Author here. Thanks for the interest! On the performance side: we've applied optimizations like prefetching, SIMD, and a novel batch distance computation (similar to a GEMV operation) that alone gives ~20% speedup. We're working on a detailed blog post after the Lunar New Year that dives into all the techniques—stay tuned!
And we always welcome independent verification—if you have any questions or want to discuss the results, feel free to reach out via GitHub Issues or our Discord.
It is absolutely possible and even not so hard. If you use Redis Vector Sets you will easily see 20k - 50k (depending on hardware) queries per second, with tens of millions of entries, but the results don't get much worse if you scale more. Of course all that serving data from memory like Vector Sets do. Note: not talking about RedisSearch vector store, but the new "vector set" data type I introduced a few months ago. The HNSW implementation of vector sets (AGPL) is quite self contained and easy to read if you want to check how to achieve similar results.
Pinecone scales horizontally (which creates overhead, but accomodates more data).
A better comparison would be with Meta's FAISS
PGVectorScale claims even more. Also want to see someone verify that.
8K QPS is probably quite trivial on their setup and a 10M dataset. I rarely use comparably small instances & datasets in my benchmarks, but on 100M-1B datasets on a larger dual-socket server, 100K QPS was easily achievable in 2023: https://www.unum.cloud/blog/2023-11-07-scaling-vector-search... ;)

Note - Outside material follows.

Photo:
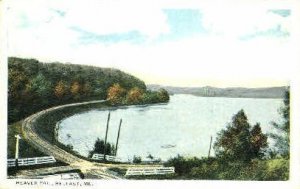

Typically, the recipe is to keep the hot parts of the data structure in SRAM in CPU caches and a lot of SIMD. At the time of those measurements, USearch used ~100 custom kernels for different data types, similarity metrics, and hardware platforms. The upcoming release of the underlying SimSIMD micro-kernels project will push this number beyond 1000. So we should be able to squeeze a lot more performance later this year.